Provision three Azure Data Lake Storage Gen2 accounts for each data landing zone
It's important to plan the structure of your data before you land it into a data lake. This planning then allows security, partitioning, and processing to be used effectively. The three data lakes outlines a starting point for data management and analytics scenario.
Overview
The three data lake accounts should align to the typical zones within a data lake.
| Lake number | Zone | Container |
|---|---|---|
| 1 | Raw | 1 |
| 2 | Enriched | 1 |
| 2 | Curated | 2 |
| 3 | Workspace | 1 |
There should be a single container per data lake zone. The exception to this recommendation is where immutable or different soft delete policies are required for the data held in the container. These requirements will drive the need for more containers.
The services should be enabled with the hierarchical name space feature to allow efficient file management. The hierarchical name space feature helps you organize objects and files within an account into a hierarchy of directories and nested subdirectories. It's organized in the same way that the file system on your computer is organized.
Important
The Azure Blob Storage account must have hierarchical name space enabled to allow efficient file management.
While the data lake sits across three data lake accounts, multiple containers, and folders, it represents one logical data lake for the data landing zone.
Provisioning three data lake accounts allows you to set different redundancy, retention, and access policies for each lake account. For example, you might want your raw data to be geo-redundant. Workspace might be used for data exploration and require locally redundant disaster recovery.
Each data integration should have two folders on the raw and enriched data lake zones over which they should have ownership. Each data product should have two folders on the curated data lake zones over which they should have ownership.
The two folders per data integration or data product should be divided by classification. This classification leads to a general folder, for confidential or below, and a sensitive personal data folder with access controlled by access control lists (ACLs). By having these two folders below data integration or data product, you can choose to create a dataset with all the personal data removed located in the general folder. You can then have another dataset with all personal data in the sensitive personal data folder.

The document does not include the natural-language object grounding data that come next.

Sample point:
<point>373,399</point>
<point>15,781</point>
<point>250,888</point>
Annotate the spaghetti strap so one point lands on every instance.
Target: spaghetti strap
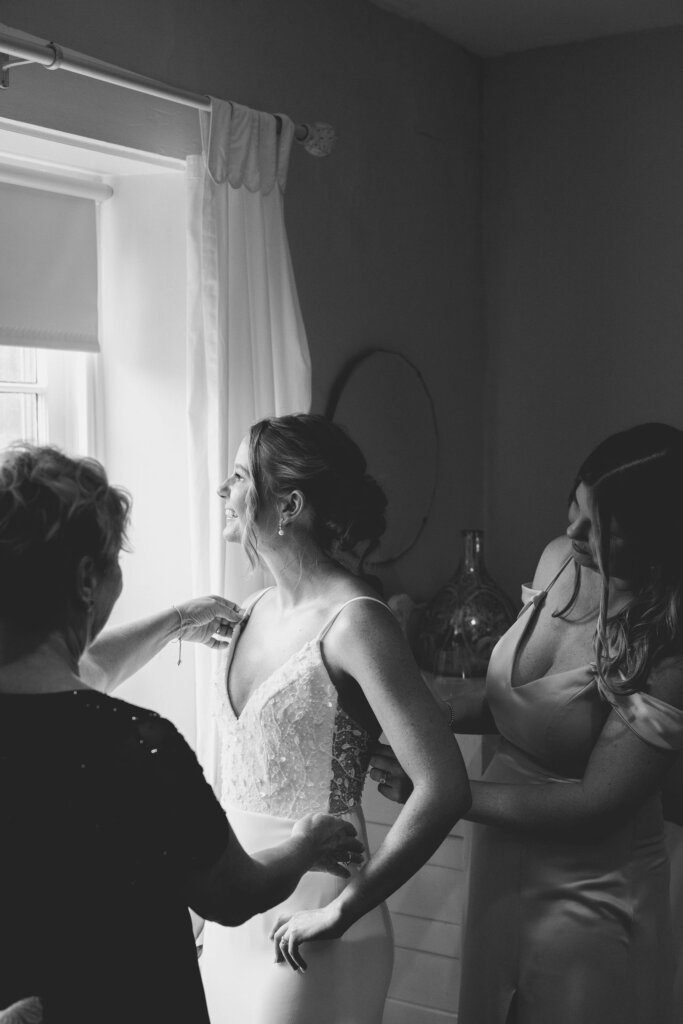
<point>252,604</point>
<point>363,597</point>
<point>540,596</point>
<point>559,572</point>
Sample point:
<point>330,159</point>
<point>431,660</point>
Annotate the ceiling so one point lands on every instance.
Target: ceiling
<point>489,28</point>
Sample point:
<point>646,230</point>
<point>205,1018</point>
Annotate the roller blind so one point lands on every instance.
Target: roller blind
<point>48,269</point>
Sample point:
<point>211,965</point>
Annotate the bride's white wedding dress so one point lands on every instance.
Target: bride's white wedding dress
<point>293,751</point>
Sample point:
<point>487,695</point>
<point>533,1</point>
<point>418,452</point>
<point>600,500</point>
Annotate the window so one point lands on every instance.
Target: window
<point>44,397</point>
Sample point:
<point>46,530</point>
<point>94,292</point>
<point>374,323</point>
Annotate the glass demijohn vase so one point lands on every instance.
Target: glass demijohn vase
<point>462,624</point>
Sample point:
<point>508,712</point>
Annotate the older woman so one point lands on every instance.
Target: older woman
<point>109,828</point>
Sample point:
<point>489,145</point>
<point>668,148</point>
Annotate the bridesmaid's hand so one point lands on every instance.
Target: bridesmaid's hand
<point>384,768</point>
<point>333,843</point>
<point>208,620</point>
<point>305,926</point>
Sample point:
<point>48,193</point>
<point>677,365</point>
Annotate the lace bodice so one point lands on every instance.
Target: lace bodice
<point>293,750</point>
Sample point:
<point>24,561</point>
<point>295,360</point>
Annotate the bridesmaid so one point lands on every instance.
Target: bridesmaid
<point>568,901</point>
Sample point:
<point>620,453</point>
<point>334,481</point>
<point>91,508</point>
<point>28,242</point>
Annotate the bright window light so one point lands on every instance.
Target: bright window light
<point>45,397</point>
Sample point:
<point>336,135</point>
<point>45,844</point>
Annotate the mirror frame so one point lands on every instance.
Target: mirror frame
<point>336,392</point>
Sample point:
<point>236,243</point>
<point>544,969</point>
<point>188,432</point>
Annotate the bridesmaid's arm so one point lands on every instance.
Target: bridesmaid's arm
<point>120,651</point>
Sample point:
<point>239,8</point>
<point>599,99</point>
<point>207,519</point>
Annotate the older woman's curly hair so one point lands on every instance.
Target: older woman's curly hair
<point>53,511</point>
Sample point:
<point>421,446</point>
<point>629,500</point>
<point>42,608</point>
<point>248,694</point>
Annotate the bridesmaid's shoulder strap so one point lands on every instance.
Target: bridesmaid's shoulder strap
<point>361,597</point>
<point>559,572</point>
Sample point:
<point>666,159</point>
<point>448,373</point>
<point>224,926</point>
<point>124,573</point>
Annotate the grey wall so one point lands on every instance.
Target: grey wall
<point>384,233</point>
<point>584,263</point>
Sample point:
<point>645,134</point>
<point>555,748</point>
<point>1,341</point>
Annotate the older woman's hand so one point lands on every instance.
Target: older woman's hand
<point>384,768</point>
<point>208,620</point>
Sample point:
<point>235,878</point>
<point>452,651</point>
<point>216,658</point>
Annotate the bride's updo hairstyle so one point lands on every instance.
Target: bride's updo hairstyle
<point>311,454</point>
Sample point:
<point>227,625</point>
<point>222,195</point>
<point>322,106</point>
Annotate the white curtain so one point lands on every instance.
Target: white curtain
<point>247,349</point>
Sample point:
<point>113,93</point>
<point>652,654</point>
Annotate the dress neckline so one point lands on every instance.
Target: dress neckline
<point>260,686</point>
<point>314,642</point>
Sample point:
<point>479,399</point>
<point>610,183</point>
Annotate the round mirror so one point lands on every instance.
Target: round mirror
<point>382,401</point>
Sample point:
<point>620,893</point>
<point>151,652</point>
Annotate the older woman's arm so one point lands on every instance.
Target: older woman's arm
<point>120,651</point>
<point>366,644</point>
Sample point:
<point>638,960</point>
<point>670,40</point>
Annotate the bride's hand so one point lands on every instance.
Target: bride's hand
<point>208,620</point>
<point>304,926</point>
<point>333,843</point>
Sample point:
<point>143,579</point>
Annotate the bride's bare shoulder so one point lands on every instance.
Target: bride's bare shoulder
<point>552,557</point>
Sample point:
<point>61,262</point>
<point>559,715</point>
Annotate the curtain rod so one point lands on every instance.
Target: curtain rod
<point>317,138</point>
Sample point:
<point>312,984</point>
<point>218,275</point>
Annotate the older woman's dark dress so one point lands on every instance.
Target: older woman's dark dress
<point>104,813</point>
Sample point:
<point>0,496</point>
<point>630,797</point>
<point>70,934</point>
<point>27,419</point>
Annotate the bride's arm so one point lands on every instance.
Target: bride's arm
<point>366,643</point>
<point>120,651</point>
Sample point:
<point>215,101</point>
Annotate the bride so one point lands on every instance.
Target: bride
<point>315,671</point>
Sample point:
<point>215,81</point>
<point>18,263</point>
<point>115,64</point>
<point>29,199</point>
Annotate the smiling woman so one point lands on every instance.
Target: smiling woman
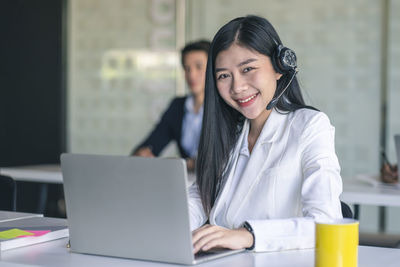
<point>263,175</point>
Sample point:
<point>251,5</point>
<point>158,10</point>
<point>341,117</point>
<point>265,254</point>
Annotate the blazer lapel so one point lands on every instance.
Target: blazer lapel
<point>261,158</point>
<point>232,162</point>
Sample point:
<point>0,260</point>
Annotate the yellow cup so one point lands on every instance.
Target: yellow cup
<point>336,243</point>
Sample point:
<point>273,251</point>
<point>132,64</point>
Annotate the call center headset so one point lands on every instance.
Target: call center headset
<point>284,61</point>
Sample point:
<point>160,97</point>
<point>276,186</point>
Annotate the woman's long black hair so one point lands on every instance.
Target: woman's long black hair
<point>221,123</point>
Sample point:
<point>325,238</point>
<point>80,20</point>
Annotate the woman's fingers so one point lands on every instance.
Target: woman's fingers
<point>208,237</point>
<point>201,232</point>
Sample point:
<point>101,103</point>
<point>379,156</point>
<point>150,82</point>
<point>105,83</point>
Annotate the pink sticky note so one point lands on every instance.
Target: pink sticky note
<point>36,233</point>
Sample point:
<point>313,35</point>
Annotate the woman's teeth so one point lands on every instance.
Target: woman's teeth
<point>247,99</point>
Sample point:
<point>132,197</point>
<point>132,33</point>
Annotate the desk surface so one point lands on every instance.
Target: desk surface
<point>356,192</point>
<point>55,253</point>
<point>49,173</point>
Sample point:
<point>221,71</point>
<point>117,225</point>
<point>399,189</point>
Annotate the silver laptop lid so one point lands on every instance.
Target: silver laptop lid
<point>128,207</point>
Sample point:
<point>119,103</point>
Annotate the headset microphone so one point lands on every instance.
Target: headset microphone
<point>283,60</point>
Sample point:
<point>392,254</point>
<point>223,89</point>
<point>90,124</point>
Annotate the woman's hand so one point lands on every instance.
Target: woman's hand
<point>211,236</point>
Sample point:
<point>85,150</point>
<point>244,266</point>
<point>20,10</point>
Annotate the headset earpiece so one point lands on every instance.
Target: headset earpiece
<point>284,59</point>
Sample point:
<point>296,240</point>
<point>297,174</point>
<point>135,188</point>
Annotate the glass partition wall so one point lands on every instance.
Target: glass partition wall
<point>124,68</point>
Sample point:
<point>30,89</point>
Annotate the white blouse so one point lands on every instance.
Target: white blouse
<point>290,180</point>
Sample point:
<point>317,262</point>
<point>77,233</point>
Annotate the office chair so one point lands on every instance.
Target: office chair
<point>8,193</point>
<point>346,211</point>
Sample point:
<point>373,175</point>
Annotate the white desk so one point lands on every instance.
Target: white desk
<point>50,173</point>
<point>361,193</point>
<point>55,253</point>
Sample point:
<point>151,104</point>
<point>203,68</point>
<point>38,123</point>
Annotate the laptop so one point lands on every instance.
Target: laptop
<point>130,207</point>
<point>397,142</point>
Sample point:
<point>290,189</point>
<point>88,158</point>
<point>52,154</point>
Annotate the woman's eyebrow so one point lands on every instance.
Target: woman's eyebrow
<point>247,61</point>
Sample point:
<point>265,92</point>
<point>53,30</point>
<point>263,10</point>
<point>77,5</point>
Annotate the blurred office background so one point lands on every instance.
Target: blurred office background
<point>93,76</point>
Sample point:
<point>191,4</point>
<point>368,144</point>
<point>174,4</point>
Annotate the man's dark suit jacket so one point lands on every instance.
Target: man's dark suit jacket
<point>168,128</point>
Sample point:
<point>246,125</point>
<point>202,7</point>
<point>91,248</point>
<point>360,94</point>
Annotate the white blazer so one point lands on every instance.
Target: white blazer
<point>291,180</point>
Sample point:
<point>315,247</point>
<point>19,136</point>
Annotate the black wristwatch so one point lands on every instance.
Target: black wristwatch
<point>248,227</point>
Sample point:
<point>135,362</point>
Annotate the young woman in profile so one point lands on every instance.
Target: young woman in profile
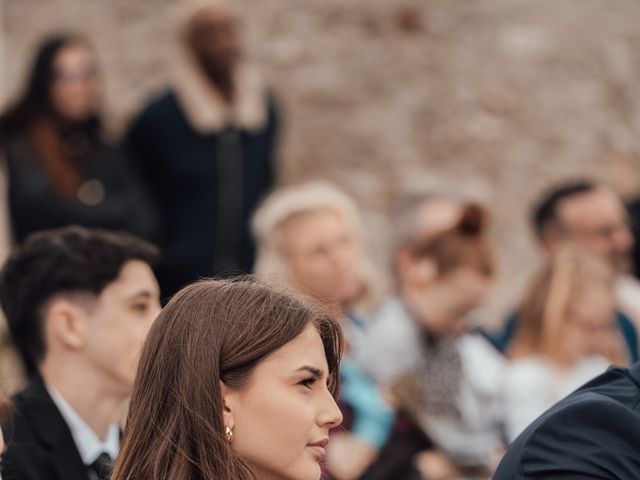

Access to the data is restricted by a combination of access control lists (ACLs) and Azure Active Directory (Azure AD) groups. These lists and groups control what can and can't be accessed by other groups. Integration operations teams** and data product teams can approve or reject access to their data assets.
Note
For more information about handling restricted data, see Restricted data.
Raw zone or data lake one
Using the water-based analogy, think of this layer as a reservoir that stores data in its natural and original state. It's unfiltered and unpurified. You might choose to store the data in its original format, such as JSON or .CSV. But there might be scenarios where it makes sense to store it as a column in compressed format such as Avro, Parquet, or Databricks Delta Lake.
This data is always immutable. It should be locked down and the permissions given to any consumers, whether they're automated or human, should be read-only. The zone might be organized by using a folder per source system. Each ingestion process has write access to only its associated folder.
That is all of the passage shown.